A ridimensionare immediatamente l’ipotesi è stata Lindsay Davenport, ex numero uno del mondo e campionessa Slam, che ha suggerito la possibilità che si trattasse semplicemente di succo di mela.

Poco dopo è arrivata una spiegazione più precisa.

Non era alcol: la spiegazione arriva da un testimone

Un membro dello staff di Tennis Channel ha infatti riferito di aver visto Anisimova aprire una bevanda energetica.

Il contenitore sarebbe stato poi nascosto perché il marchio non poteva essere mostrato durante la manifestazione per motivi legati agli accordi commerciali e agli sponsor.

La ricostruzione ha quindi escluso l’ipotesi che la giocatrice stesse consumando alcol durante il match.

Perché la confezione era nascosta

Nel tennis professionistico le regole commerciali possono imporre ai giocatori di evitare l’esposizione di marchi concorrenti rispetto agli sponsor ufficiali del torneo.
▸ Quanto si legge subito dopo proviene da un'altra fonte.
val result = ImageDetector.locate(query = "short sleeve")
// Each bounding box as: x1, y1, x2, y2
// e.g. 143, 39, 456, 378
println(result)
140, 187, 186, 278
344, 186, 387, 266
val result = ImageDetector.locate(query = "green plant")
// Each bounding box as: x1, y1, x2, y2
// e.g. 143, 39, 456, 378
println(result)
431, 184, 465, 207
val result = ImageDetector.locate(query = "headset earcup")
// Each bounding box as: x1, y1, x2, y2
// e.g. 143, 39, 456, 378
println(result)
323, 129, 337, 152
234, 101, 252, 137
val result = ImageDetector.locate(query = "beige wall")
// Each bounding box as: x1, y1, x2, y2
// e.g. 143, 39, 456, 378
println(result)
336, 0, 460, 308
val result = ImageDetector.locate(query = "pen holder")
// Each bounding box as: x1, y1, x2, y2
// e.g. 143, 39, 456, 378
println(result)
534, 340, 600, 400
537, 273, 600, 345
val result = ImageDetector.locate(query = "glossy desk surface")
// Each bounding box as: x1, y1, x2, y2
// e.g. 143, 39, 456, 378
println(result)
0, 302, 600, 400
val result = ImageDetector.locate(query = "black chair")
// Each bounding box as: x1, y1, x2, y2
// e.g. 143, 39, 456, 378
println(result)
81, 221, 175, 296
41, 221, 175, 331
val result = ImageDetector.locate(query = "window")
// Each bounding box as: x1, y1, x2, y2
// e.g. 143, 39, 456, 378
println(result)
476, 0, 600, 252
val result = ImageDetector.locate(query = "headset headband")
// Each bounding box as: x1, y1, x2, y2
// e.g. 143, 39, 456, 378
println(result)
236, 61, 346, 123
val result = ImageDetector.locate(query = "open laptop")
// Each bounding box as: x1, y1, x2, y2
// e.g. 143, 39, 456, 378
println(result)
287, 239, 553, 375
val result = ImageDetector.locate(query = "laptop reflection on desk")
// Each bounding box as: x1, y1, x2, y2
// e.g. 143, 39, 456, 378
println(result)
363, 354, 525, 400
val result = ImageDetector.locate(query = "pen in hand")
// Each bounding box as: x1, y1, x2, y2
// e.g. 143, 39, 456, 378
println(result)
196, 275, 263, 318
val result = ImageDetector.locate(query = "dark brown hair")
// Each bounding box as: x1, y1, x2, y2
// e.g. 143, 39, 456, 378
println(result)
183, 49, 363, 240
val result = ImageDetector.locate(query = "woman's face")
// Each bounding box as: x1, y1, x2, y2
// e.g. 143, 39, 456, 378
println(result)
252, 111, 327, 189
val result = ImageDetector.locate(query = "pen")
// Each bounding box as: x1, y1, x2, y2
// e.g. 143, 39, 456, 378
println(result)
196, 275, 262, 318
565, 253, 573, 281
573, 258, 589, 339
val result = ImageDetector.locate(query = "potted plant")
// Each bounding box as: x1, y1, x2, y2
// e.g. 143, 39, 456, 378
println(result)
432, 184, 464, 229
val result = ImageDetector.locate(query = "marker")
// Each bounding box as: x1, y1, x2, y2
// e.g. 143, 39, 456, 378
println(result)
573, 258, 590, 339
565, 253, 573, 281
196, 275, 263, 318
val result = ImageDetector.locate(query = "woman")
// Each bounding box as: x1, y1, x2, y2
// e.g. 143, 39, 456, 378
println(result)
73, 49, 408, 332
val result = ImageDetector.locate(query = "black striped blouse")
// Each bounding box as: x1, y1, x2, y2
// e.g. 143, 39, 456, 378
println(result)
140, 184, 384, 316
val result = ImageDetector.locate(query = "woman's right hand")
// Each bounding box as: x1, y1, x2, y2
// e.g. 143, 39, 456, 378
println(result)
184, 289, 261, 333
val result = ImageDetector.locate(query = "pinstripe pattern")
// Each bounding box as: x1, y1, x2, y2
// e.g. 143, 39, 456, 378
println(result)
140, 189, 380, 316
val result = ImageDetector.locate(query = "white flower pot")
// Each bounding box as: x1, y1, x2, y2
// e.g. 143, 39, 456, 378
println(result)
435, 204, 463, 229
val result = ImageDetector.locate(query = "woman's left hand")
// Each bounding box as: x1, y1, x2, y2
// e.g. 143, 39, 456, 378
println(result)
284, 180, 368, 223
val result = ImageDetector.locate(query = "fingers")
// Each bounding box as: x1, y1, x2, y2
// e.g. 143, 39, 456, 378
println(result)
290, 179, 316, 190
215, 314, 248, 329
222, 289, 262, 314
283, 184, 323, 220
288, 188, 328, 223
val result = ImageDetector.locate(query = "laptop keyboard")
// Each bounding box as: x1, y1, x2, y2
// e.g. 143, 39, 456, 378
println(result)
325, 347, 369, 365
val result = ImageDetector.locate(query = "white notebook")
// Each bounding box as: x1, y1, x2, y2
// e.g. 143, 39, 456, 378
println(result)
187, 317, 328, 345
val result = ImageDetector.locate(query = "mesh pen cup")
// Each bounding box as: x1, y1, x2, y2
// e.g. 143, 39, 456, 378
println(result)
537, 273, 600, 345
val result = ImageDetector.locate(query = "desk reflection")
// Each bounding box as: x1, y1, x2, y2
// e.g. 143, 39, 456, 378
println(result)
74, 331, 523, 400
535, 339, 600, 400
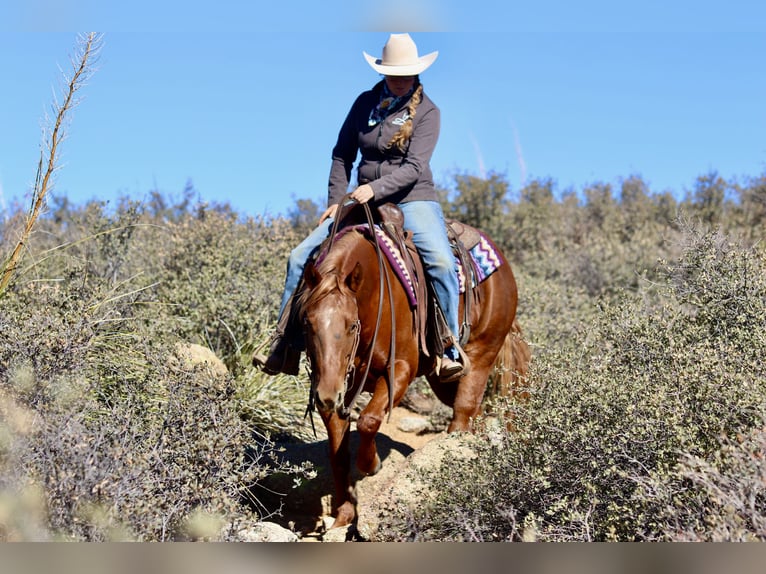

Situazioni simili si sono verificate anche con prodotti molto più comuni. In passato, per esempio, alcuni tennisti hanno dovuto coprire l’etichetta di bottiglie d’acqua appartenenti a marchi differenti da quelli legati alla manifestazione.

È accaduto anche a Carlos Alcaraz, costretto in una circostanza a nascondere l’etichetta di un prodotto del proprio sponsor personale.

Un episodio diventato virale

Nel caso di Anisimova, dunque, il mistero è durato soltanto pochi minuti. La somiglianza visiva della bevanda con la birra e il modo in cui il bicchiere era stato nascosto hanno però reso la scena perfetta per alimentare supposizioni e commenti.

Anche perché il regolamento vieta il consumo di alcol durante una partita.

Alla fine, però, la spiegazione è risultata molto più semplice: nessuna birra in campo, ma una bevanda energetica tenuta lontana dalle telecamere per ragioni commerciali.

Anisimova ancora una volta al centro dell’attenzione

A 24 anni Amanda Anisimova è ormai uno dei volti più conosciuti del circuito femminile. Attualmente occupa la decima posizione del ranking mondiale, dopo essere arrivata fino al numero 3 nel corso della stagione.

La statunitense era già stata protagonista di momenti molto emotivi nei grandi tornei, soprattutto dopo le sconfitte nelle finali di Wimbledon e US Open.

Questa volta, però, a far parlare di lei non è stato il risultato sul campo, ma un semplice sorso durante una pausa di gioco. Una scena apparentemente banale diventata, nel giro di pochi minuti, uno dei momenti più curiosi del torneo di Cincinnati.